Youthful Rays make already-subpar Blue Jays look even stodgier

Never mind the New York Yankees and Boston Red Sox. The winds of change need to hit gale force soon for the Toronto Blue Jays just to keep pace with the Tampa Bay Rays.

Since May 18, the Rays have been either tied for third with the Blue Jays or ahead of them for all but two days. They’ve held down third alone since June 22 despite a roster turnover that has seem them change 65.4 per cent of last year’s season-ending 40-man roster, use 20 rookies — a club record — and Friday night’s roster included 11 players who weren’t active the last time the teams played: June 14, when the Rays capped off a three-game sweep at Tropicana Field with a 1-0 win.

The Rays went into Friday’s game with the same 115-game record as last season (58-57). That was good enough to be 7.5 games back of first place and one game back of the wild-card in 2017; this season, it’s worth a 22.5–game deficit to the first-place Red Sox and a 10-game gap with the Oakland A’s, who hold down the second wild-card. Some crazy stuff, man.

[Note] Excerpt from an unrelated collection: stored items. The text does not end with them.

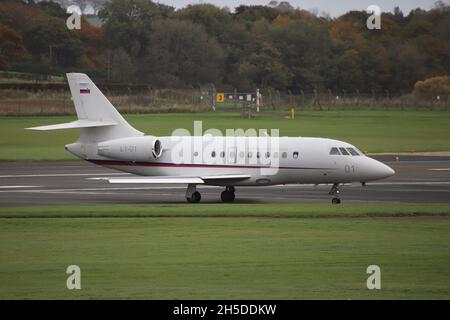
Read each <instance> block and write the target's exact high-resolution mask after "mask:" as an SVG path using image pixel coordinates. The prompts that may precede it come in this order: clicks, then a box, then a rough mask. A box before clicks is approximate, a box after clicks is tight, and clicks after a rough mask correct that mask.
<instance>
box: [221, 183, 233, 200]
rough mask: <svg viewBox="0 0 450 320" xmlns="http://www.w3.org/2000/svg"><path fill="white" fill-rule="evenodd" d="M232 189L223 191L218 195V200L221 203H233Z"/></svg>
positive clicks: (232, 191) (232, 188) (230, 188)
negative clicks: (222, 201)
mask: <svg viewBox="0 0 450 320" xmlns="http://www.w3.org/2000/svg"><path fill="white" fill-rule="evenodd" d="M234 191H235V189H234V187H232V186H230V187H226V189H225V191H223V192H222V193H221V194H220V198H221V199H222V201H223V202H233V201H234V198H235V196H234Z"/></svg>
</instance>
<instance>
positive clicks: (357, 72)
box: [0, 0, 450, 94]
mask: <svg viewBox="0 0 450 320" xmlns="http://www.w3.org/2000/svg"><path fill="white" fill-rule="evenodd" d="M368 17H369V14H368V13H366V12H362V11H351V12H348V13H346V14H344V15H342V16H340V17H337V18H330V17H321V16H317V15H316V14H313V13H311V12H309V11H306V10H302V9H293V8H292V9H289V10H281V9H280V8H273V7H269V6H246V5H241V6H239V7H237V8H234V10H230V9H228V8H220V7H217V6H214V5H211V4H196V5H189V6H187V7H185V8H182V9H178V10H175V9H174V8H173V7H170V6H166V5H163V4H158V3H154V2H152V1H149V0H111V1H109V2H107V3H106V5H105V7H104V8H103V9H102V10H101V11H100V12H99V16H98V18H99V19H100V21H101V25H100V26H98V27H95V26H93V25H91V24H90V23H88V22H87V20H86V19H85V18H83V21H82V28H81V30H76V31H69V30H68V29H67V28H66V25H65V20H66V18H67V14H66V13H65V10H64V9H63V8H61V7H60V6H59V5H58V4H56V3H53V2H47V1H44V2H39V3H34V1H32V0H29V1H20V0H4V1H2V2H1V3H0V69H4V70H7V69H10V70H16V71H26V72H40V73H46V72H52V73H64V72H67V71H73V70H79V71H84V72H89V73H90V74H92V75H94V77H97V78H103V79H109V80H111V81H116V82H128V83H144V84H148V85H151V86H153V87H161V88H162V87H165V88H190V87H193V88H198V87H200V86H203V85H207V84H214V85H215V86H216V87H222V88H238V89H239V90H253V89H254V88H256V87H259V88H262V89H267V88H273V89H276V90H284V91H287V90H289V91H291V92H300V91H308V92H311V91H313V90H317V91H322V92H323V91H326V90H331V91H333V92H343V91H346V92H349V93H350V92H352V93H355V92H358V93H373V92H377V93H380V92H382V93H385V92H388V93H391V94H404V93H409V92H411V91H412V90H413V88H414V84H415V83H416V82H418V81H422V80H425V79H427V78H431V77H437V76H448V75H449V74H450V6H448V5H446V4H444V3H443V2H437V3H436V4H435V6H434V7H433V8H432V9H430V10H422V9H415V10H413V11H411V12H410V13H409V14H408V15H405V14H403V13H402V12H401V10H400V9H398V8H396V9H395V10H394V12H393V13H383V14H382V17H381V30H376V29H375V30H369V29H368V28H367V27H366V20H367V18H368Z"/></svg>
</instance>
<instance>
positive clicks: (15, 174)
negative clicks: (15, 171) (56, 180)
mask: <svg viewBox="0 0 450 320" xmlns="http://www.w3.org/2000/svg"><path fill="white" fill-rule="evenodd" d="M92 175H95V176H117V175H129V173H125V172H121V173H95V174H92V173H54V174H12V175H3V176H0V178H34V177H77V176H92Z"/></svg>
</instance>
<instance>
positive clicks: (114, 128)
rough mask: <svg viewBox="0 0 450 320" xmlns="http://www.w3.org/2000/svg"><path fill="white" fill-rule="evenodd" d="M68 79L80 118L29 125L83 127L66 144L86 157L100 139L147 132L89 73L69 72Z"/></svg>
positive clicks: (41, 126) (67, 127)
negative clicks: (76, 134)
mask: <svg viewBox="0 0 450 320" xmlns="http://www.w3.org/2000/svg"><path fill="white" fill-rule="evenodd" d="M67 80H68V82H69V87H70V92H71V94H72V98H73V102H74V105H75V110H76V113H77V117H78V120H76V121H72V122H67V123H61V124H55V125H49V126H41V127H33V128H27V129H29V130H40V131H47V130H60V129H75V128H78V129H80V137H79V139H78V140H77V142H76V143H72V144H69V145H67V146H66V149H68V150H69V151H70V152H72V153H74V154H75V155H77V156H81V157H83V158H87V157H89V155H90V154H91V152H94V150H93V149H94V148H96V145H97V143H99V142H101V141H106V140H112V139H118V138H127V137H139V136H143V135H144V134H143V133H142V132H140V131H138V130H136V129H135V128H133V127H132V126H131V125H130V124H129V123H128V122H127V121H126V120H125V119H124V118H123V117H122V116H121V115H120V113H119V112H118V111H117V110H116V108H114V106H113V105H112V104H111V102H109V100H108V99H107V98H106V97H105V96H104V95H103V93H102V92H101V91H100V90H99V89H98V88H97V86H96V85H95V84H94V83H93V82H92V80H91V79H90V78H89V77H88V76H87V75H85V74H83V73H68V74H67Z"/></svg>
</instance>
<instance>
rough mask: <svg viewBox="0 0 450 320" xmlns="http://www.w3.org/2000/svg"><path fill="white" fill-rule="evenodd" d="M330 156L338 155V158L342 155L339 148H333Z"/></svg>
mask: <svg viewBox="0 0 450 320" xmlns="http://www.w3.org/2000/svg"><path fill="white" fill-rule="evenodd" d="M330 154H331V155H337V156H339V155H341V153H340V152H339V149H338V148H331V150H330Z"/></svg>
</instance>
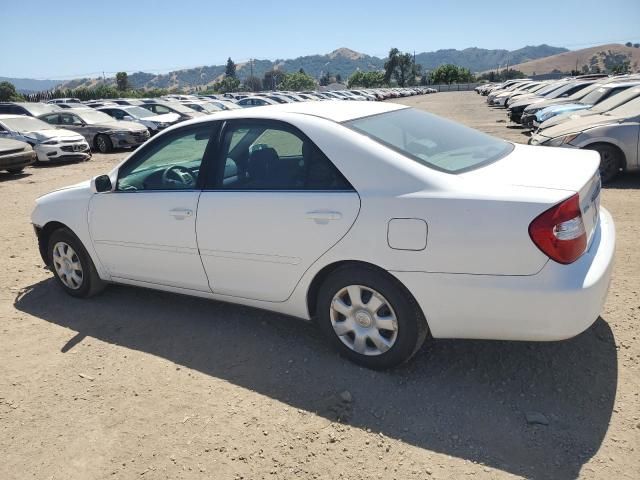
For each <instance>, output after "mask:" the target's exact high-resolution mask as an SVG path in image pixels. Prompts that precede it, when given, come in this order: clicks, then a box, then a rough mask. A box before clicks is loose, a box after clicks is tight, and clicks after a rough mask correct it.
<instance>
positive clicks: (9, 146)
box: [0, 138, 29, 153]
mask: <svg viewBox="0 0 640 480" xmlns="http://www.w3.org/2000/svg"><path fill="white" fill-rule="evenodd" d="M28 147H29V144H28V143H26V142H21V141H20V140H12V139H10V138H0V153H4V152H11V151H16V150H21V149H25V148H28Z"/></svg>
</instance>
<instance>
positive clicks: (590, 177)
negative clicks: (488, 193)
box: [461, 145, 600, 192]
mask: <svg viewBox="0 0 640 480" xmlns="http://www.w3.org/2000/svg"><path fill="white" fill-rule="evenodd" d="M599 164H600V158H599V156H598V154H597V153H596V152H592V151H586V150H578V149H569V148H552V147H537V146H536V147H534V146H530V145H515V148H514V150H513V151H512V152H511V153H510V154H509V155H507V156H506V157H504V158H503V159H501V160H498V161H497V162H494V163H492V164H490V165H487V166H486V167H483V168H479V169H477V170H473V171H471V172H468V173H465V174H462V175H461V176H462V177H469V178H470V179H473V180H474V181H479V182H480V183H482V184H483V185H485V186H486V185H490V184H496V183H500V184H507V185H512V186H514V187H530V188H542V189H554V190H563V191H572V192H578V191H579V190H580V189H581V188H582V187H584V185H585V183H587V182H588V181H589V179H590V178H591V177H593V175H594V174H595V172H596V171H597V170H598V166H599ZM549 172H553V175H549Z"/></svg>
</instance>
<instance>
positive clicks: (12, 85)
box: [0, 82, 23, 102]
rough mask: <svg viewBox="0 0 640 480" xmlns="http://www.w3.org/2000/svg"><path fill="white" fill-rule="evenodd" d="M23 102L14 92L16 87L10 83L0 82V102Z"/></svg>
mask: <svg viewBox="0 0 640 480" xmlns="http://www.w3.org/2000/svg"><path fill="white" fill-rule="evenodd" d="M17 100H23V98H22V95H20V94H19V93H18V92H17V91H16V87H15V86H14V85H13V83H10V82H0V101H2V102H14V101H17Z"/></svg>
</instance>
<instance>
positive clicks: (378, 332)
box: [317, 266, 428, 369]
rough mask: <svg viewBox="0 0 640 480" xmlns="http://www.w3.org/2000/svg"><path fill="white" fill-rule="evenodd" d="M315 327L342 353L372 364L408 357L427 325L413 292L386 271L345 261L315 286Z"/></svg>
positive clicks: (353, 360) (382, 367)
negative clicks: (316, 326)
mask: <svg viewBox="0 0 640 480" xmlns="http://www.w3.org/2000/svg"><path fill="white" fill-rule="evenodd" d="M317 308H318V310H317V316H318V322H319V325H320V328H321V329H322V330H323V332H324V333H325V335H326V336H327V337H328V338H329V341H330V342H331V343H332V344H333V346H334V347H335V348H336V349H337V350H338V352H340V353H341V354H342V355H343V356H345V357H346V358H349V359H350V360H352V361H353V362H355V363H357V364H359V365H362V366H364V367H367V368H372V369H385V368H391V367H394V366H396V365H399V364H401V363H404V362H406V361H407V360H409V359H410V358H411V357H412V356H413V355H414V354H415V353H416V352H417V351H418V350H419V348H420V347H421V346H422V344H423V343H424V340H425V338H426V336H427V332H428V328H427V323H426V321H425V319H424V316H423V314H422V311H421V310H420V308H419V307H418V305H417V303H416V301H415V300H414V299H413V297H412V296H411V295H410V294H409V293H408V292H406V291H405V290H404V288H402V286H401V285H400V284H399V283H398V281H397V280H395V279H394V278H393V277H391V276H390V275H389V274H387V273H384V272H381V271H379V270H377V269H374V268H368V267H360V266H346V267H342V268H339V269H338V270H336V271H335V272H334V273H333V274H331V275H330V276H329V278H327V279H326V280H325V282H324V283H323V285H322V286H321V287H320V291H319V294H318V302H317Z"/></svg>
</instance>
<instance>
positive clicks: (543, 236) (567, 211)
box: [529, 193, 587, 264]
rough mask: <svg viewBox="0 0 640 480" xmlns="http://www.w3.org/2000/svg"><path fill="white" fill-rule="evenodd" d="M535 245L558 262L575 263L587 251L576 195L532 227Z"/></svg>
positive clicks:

Rays manager Kevin Cash just shrugged when asked how his team has done it. Look at the names that have gone since the winter: Evan Longoria, Chris Archer, Steven Souza Jr., Jake Odorizzi, Wilson Ramos, Corey Dickerson, Nathan Eovaldi…

“The youth and enthusiasm of being in the big leagues takes care of most of it,” said Cash. “Our staff does a really good job of staying positive and our young players have given us reasons to stay positive. You see some transition with young players; there’s a lot of head-scratching and frustration. But (the Rays kids) have not done that. They’ve caught the ball very well. Had their ups and downs at the plate … but that’s to be expected.

“On the pitching side, it’s the same thing. Some really good outings and some where inconsistencies show up. But they continue to come to the ballpark and give you the work you want to see.”

The Jays often look like a team that isn’t good enough. But seeing them against the Rays makes them look even stodgier — and they’ll see the go-go Rays a ton, with 11 of their remaining 47 regular-season games against Tampa. You want a true measure of the 2018 Blue Jays, here it is, folks.

And don’t go ‘Yeah, but,’ about the minor-league systems, either, because the Rays are quite capable of playing that game.

Friday’s Rays roster included some gilt-edged prospects: shortstop Willy Adames was the sixth-ranked prospect in the game in MLB Pipeline’s pre-season rankings, first baseman Jake Bauers the 64th. Infielder Brandon Lowe, who made his Major League debut on Sunday, was the Rays ninth-ranked prospect mid-season; left-hander Jalen Beeks their 14th.